Last weekend I went to my ex’s wedding. It was a moving, joy filled celebration of love and commitment at any age and a wonderful party.  It was also proof that love trumps all,  forgiveness heals old wounds and relationships are forever offering  gifts if we’re open to receiving them. I loved seeing old friends, many of who were guests at our wedding 24 years ago and my ex and his bride were glad I showed up. It was a miracle as defined by The Course in Miracles: a change in perception/seeing things differently. On this balmy afternoon, new seeing left me feeling light, uplifted and radiant, surrounded by warm hugs, dances, reunions, new friends and old.

If you had told me in 2000 that I’d be feeling love and friendship for my ex I would have said, ‘No Way.” Anger, hurt and self-righteousness had hardened my heart. I had my dukes up. I’d turned my life upside down and, celebrating my freedom, I  struggled with single parenthood and going it alone. Thanks to our daughter, my ex and I stayed connected over phone lines and annual visits when I moved away with Lily, but our conversations were short, to the point and emotionally charged. No lost love, you might have said, but there was.

Our 23 year old daughter was in the wedding party and it brought tears to my eyes to behold her: beautiful, grown up and happy, walking down the outdoor aisle at Inspiration Hall at Paradise Cove. We took our photo ops hugging and chatting easily and our couple of years of teen/mom acrimony, worry, anger and frustration flashed before me. I gave thanks for yet another miracle, for new vision, the transformational power of forgiveness and the healing power of love.

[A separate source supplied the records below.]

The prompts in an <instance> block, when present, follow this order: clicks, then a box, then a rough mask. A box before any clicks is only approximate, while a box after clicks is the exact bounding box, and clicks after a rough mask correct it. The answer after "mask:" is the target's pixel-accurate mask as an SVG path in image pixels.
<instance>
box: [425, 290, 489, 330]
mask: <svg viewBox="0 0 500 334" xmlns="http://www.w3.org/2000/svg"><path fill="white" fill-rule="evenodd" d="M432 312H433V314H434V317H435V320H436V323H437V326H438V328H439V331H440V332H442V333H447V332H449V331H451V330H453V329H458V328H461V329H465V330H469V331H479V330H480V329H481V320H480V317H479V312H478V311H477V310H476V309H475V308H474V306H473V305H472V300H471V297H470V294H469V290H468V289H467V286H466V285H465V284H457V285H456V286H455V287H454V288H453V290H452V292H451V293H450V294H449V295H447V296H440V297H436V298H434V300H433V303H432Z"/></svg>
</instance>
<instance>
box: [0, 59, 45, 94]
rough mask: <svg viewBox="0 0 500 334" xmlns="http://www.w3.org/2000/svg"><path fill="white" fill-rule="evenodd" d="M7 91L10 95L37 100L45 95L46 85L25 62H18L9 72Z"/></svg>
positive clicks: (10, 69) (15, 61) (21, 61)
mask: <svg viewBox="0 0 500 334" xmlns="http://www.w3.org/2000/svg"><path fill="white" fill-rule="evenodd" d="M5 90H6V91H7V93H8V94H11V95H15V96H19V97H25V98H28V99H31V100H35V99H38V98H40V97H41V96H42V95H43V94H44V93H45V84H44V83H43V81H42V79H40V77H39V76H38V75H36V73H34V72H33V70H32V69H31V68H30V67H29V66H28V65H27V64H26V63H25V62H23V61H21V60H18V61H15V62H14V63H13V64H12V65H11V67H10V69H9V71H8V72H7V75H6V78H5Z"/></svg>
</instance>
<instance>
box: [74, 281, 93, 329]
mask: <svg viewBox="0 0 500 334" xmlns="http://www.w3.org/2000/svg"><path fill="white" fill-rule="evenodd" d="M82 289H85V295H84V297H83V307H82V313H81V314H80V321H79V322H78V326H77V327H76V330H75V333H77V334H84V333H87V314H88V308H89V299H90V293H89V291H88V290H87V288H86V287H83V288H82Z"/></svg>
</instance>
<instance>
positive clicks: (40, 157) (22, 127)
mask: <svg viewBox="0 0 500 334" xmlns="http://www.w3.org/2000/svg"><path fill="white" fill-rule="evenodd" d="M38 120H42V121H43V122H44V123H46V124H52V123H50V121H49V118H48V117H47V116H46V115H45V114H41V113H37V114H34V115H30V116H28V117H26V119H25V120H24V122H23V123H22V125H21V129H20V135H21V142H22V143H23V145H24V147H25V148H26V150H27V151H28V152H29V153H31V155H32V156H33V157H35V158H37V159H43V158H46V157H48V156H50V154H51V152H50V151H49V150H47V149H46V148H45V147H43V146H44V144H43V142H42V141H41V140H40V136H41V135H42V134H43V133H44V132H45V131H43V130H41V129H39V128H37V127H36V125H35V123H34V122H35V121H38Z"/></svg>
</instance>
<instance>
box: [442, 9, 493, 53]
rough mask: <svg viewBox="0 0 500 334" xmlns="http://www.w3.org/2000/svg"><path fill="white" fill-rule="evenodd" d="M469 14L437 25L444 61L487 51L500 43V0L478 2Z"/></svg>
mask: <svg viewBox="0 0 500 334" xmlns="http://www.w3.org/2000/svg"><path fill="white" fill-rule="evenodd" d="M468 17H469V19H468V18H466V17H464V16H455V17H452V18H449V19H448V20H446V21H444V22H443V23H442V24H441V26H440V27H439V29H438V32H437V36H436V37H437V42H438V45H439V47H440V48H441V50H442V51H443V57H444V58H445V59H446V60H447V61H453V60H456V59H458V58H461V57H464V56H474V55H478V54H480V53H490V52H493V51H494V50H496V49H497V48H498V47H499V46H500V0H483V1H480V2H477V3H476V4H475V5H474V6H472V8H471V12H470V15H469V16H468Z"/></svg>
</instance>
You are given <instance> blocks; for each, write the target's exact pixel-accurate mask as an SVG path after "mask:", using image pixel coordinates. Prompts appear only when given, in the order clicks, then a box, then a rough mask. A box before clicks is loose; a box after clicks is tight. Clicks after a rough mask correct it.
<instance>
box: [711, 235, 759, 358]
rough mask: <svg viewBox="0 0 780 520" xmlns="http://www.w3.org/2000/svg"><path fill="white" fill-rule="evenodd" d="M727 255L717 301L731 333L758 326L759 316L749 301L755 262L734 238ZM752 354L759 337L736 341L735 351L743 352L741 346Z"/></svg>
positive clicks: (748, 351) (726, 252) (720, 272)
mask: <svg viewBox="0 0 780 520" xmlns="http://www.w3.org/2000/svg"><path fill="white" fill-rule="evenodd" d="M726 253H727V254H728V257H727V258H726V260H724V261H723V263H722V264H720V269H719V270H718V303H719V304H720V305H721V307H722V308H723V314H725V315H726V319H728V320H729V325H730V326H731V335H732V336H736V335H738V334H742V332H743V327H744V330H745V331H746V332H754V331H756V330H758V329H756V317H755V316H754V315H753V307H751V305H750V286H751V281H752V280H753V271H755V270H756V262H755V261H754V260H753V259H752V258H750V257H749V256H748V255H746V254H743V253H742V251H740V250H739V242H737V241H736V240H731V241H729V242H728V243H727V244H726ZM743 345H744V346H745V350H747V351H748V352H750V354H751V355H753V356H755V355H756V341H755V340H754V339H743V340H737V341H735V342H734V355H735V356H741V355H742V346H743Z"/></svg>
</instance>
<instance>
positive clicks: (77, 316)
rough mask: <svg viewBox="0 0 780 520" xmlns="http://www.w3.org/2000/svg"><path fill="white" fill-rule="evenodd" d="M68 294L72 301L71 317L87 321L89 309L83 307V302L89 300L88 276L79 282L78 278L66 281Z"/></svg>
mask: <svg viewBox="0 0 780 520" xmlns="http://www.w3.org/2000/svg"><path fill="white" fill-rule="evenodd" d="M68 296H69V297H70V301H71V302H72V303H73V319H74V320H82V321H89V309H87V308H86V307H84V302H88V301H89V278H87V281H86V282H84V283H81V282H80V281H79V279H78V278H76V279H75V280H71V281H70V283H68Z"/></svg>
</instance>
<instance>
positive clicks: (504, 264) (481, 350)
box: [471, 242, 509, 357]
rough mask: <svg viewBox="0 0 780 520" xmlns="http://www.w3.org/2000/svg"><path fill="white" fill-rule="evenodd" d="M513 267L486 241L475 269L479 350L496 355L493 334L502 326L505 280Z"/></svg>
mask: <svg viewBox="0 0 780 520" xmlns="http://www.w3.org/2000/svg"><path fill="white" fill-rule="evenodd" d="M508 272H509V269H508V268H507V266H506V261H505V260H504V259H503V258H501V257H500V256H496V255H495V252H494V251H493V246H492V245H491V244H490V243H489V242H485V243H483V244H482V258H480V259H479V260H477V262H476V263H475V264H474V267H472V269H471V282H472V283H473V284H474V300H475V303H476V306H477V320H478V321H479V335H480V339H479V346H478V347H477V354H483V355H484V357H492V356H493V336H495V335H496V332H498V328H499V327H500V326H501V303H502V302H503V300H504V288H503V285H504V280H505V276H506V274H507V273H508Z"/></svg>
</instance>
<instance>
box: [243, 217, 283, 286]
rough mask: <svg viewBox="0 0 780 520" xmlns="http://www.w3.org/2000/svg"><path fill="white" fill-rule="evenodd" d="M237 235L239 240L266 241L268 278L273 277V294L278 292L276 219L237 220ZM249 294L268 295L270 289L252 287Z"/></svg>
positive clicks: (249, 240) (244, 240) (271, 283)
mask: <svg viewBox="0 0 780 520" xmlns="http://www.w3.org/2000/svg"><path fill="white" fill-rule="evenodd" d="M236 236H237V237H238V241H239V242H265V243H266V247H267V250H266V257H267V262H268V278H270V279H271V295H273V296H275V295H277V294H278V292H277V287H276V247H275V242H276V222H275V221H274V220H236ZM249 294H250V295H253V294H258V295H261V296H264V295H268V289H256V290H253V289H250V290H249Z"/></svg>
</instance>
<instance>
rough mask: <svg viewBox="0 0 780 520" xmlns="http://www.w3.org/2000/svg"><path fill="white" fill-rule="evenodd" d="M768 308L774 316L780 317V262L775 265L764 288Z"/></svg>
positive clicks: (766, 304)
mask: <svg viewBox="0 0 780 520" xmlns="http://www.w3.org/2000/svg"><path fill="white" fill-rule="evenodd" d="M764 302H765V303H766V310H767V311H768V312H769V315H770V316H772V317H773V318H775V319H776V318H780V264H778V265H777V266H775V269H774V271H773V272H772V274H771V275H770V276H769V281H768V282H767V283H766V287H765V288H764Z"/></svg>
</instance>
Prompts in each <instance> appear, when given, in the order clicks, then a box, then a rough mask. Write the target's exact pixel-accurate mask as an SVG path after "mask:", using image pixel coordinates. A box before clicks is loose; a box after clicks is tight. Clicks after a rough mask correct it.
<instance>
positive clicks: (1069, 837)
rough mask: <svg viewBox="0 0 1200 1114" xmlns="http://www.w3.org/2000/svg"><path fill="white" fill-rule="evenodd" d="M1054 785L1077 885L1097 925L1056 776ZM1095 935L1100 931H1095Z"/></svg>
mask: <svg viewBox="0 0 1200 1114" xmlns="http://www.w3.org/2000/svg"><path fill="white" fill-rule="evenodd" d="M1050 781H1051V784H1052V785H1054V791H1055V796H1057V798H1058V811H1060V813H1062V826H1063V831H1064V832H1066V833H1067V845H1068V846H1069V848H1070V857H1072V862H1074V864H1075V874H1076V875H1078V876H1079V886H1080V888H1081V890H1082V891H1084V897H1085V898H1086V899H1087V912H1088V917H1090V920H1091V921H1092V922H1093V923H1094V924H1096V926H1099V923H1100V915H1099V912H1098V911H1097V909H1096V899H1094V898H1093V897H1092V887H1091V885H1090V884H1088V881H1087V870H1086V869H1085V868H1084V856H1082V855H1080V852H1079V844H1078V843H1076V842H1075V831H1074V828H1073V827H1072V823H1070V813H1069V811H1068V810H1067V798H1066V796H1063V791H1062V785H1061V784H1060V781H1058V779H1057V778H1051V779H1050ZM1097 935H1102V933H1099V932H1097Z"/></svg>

They say that time heals all wounds but it takes more than time to drain the emotional abscesses that get down deep and fester or lie dormant popping up and infecting every other relationship including the one with ourselves and our higher powers (God, Source, our inner guidance). Looking back over these past 12 years and over the past couple of difficult years with my daughter I could see what helped me most to move to this gathering place free of anger and hurt with open arms and an open heart.

When I discovered the Law of Attraction, I started to move from being a victim and thinking that someone else was responsible for my happiness to learning about being a deliberate creator of my life, inside and out. I meditated and glimpsed my true nature underneath (and beyond) the endless mental chatter. Tapped into a source of love and joy, I focused on what I wanted rather than on what I didn’t want and realized that being happy was the best way to attract more of the same into my life. Since ‘thoughts become things’ I paid attention and started thinking thoughts that would lead me to happier places. I did lots of inner work (therapy, prayer, meditation, spiritual study and becoming a coach) which helped me to heal, to discover who I really am, dismantle limiting beliefs, let go of expectations and assumptions, take responsibility for myself and stop playing the blame game. The Law of Attraction has helped me, allowed me to help others and to have lots of fun along the way. I decided to end the drama and rediscover the joy in my relationships and, while it’s a work in progress, I am so much happier now and eternally grateful for all that I now celebrate including this magical afternoon at my ex’s wedding.